Cancers (Basel). 2022 Oct 27;14(21):5284. doi: 10.3390/cancers14215284.

Abstract

Penile squamous cell carcinomas (PSCC) are classified by the World Health Organization into two categories based on their relationship with the human papillomavirus (HPV): HPV-associated and HPV-independent. We compared a cohort of PSCC from Mozambique, a sub-Saharan country in southeast Africa with a high prevalence of HPV and HIV infection, and Spain, a country in southwestern Europe with a low prevalence of HPV and HIV, to study the distribution of the etiopathogenic categories of these tumors in both sites.

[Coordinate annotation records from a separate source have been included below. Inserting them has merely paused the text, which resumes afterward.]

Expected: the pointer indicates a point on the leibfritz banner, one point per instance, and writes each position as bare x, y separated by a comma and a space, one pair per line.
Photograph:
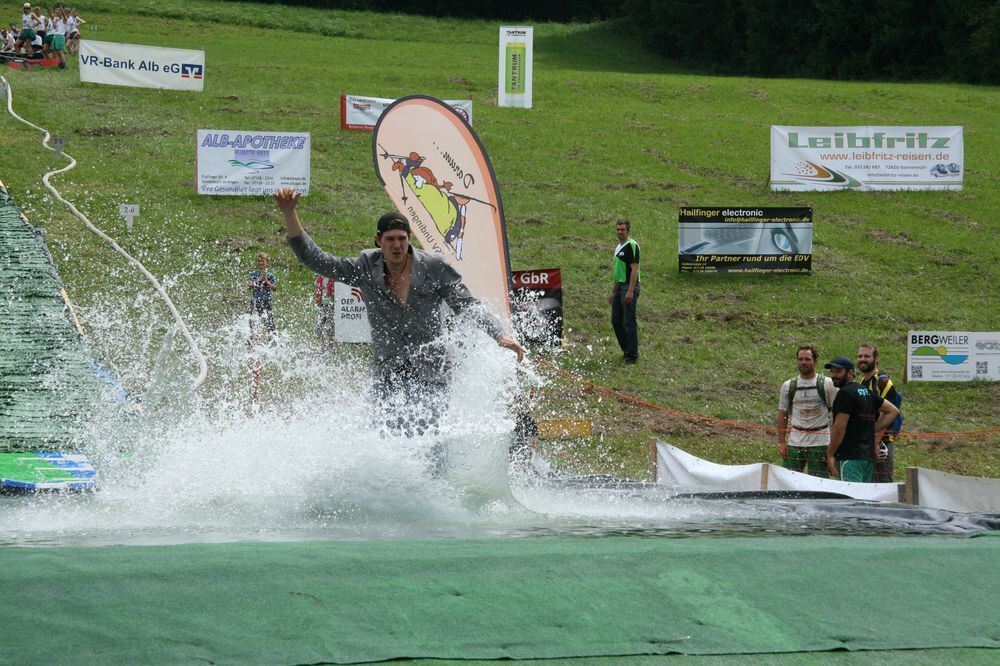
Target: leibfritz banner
438, 175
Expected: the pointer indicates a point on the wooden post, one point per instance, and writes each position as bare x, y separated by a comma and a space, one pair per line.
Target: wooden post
913, 486
652, 461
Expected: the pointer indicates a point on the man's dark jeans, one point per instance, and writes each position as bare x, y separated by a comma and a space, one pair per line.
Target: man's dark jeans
623, 321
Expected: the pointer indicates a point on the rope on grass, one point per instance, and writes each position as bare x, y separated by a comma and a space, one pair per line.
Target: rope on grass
698, 418
195, 350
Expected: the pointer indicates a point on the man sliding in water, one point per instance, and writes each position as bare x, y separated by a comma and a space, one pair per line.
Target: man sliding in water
403, 289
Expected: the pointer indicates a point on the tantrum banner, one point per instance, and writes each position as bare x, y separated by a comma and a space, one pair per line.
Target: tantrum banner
516, 56
362, 113
141, 66
867, 158
239, 162
436, 172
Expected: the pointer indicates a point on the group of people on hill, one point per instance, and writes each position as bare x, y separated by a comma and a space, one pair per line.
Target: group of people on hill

A total of 79 PSCC were included in the study (28 from Mozambique and 51 from Spain). All cases underwent HPV-DNA polymerase chain reaction (PCR) testing, genotyping, and immunohistochemistry for p16 and p53. Any PSCC showing either p16 overexpression or HPV-DNA in PCR analysis was considered HPV-associated. Overall, 40/79 (50.6%) tumors were classified as HPV-associated and 39 (49.4%) as HPV-independent. The two sites showed marked differences: 25/28 (89.3%) tumors from Mozambique and only 15/51 (29.4%) from Spain were HPV-associated (p < 0.001). HPV16 was the most frequent HPV type identified in 64.0% (16/25) of the HPV-associated tumors from Mozambique, and 60.0% (9/15) from Spain (p = 0.8). On average, patients from Mozambique were almost two decades younger than those from Spain (mean age 50.9 ± 14.9 and 69.2 ± 13.3, respectively [p < 0.001]). In conclusion, significant etiopathogenic differences between PSCC in Mozambique and Spain were observed, with a remarkably high prevalence of HPV-associated tumors in Mozambique and a relatively low prevalence in Spain. These data may have important consequences for primary prevention of PSCC worldwide.

Keywords: HPV; Mozambique; Spain; p16; p53; penile cancer.

Grants and funding

No official funding was received to carry out this work.